གཟའ་པ་སངས། ༢༠༢༤/༠༣/༢༩

Dalai Lama Sends Envoys to China - 2003-05-26


Two envoys of the Dalai Lama are headed for China to expand contacts between Beijing and the Tibetan government-in-exile. They hope to make some progress in resolving the half-century-long dispute over how Tibet should be ruled.

Tibetan exile officials will give no details of the new talks, including when, where, or even which Chinese officials will be involved. But they do note that this will be the second round of informal discussions that began last September, after nearly a decade of frosty official silence between the two sides.

This latest delegation is headed by Lodi Gyaltsen Gyari, the Dalai Lama's representative in Washington, who also headed a delegation that visited China in September.

At the exile government's headquarters in Dharamsala, India, spokesman Thubten Samphel says the Dalai Lama's representatives hope to expand the contacts they made during that previous trip, and to get a feel for how China's recently-installed leadership views the Tibet issue. He noted that the country's new president, Hu Jintao, once headed the Chinese-dominated government that rules the Tibetan Autonomous Region. "We sincerely hope that his posting in Tibet would make him more sensitive and make him appreciate the problems that have been in Tibet," he says.

Beijing imposed direct rule in Tibet after its troops occupied the region in 1950. Conflicts quickly developed between the atheist Chinese Communists and the deeply traditional Buddhist monks, abbots and lamas who were both the spiritual and political leaders of Tibet.

By 1959, opponents of Chinese rule staged an unsuccessful revolt and the Dalai Lama fled into exile in India.

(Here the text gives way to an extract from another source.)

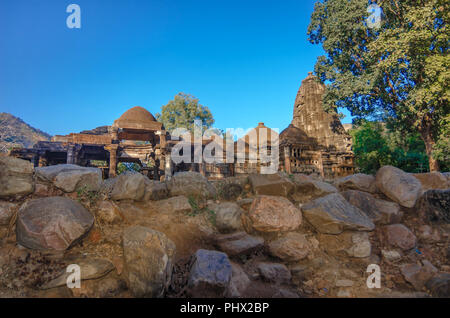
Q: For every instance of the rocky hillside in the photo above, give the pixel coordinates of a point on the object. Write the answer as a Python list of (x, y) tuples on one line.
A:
[(276, 235), (14, 132)]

Since then, Beijing has run the Tibet Autonomous Region as a province of China, and the two sides have traded long-distance accusations and acrimony.

Chanting by monks at the Jokang Temple in the Tibetan capital, Lhasa, is a part of the intensive Buddhist ritual that has traditionally pervaded every aspect of Tibetan life.

Human rights activists and foreign governments often criticize Beijing's rule in Tibet, charging that the Tibetans' culture and Buddhist faith have been brutally suppressed.

Beijing denies mistreating anyone and insists it is bringing prosperity, not oblivion, to Tibet.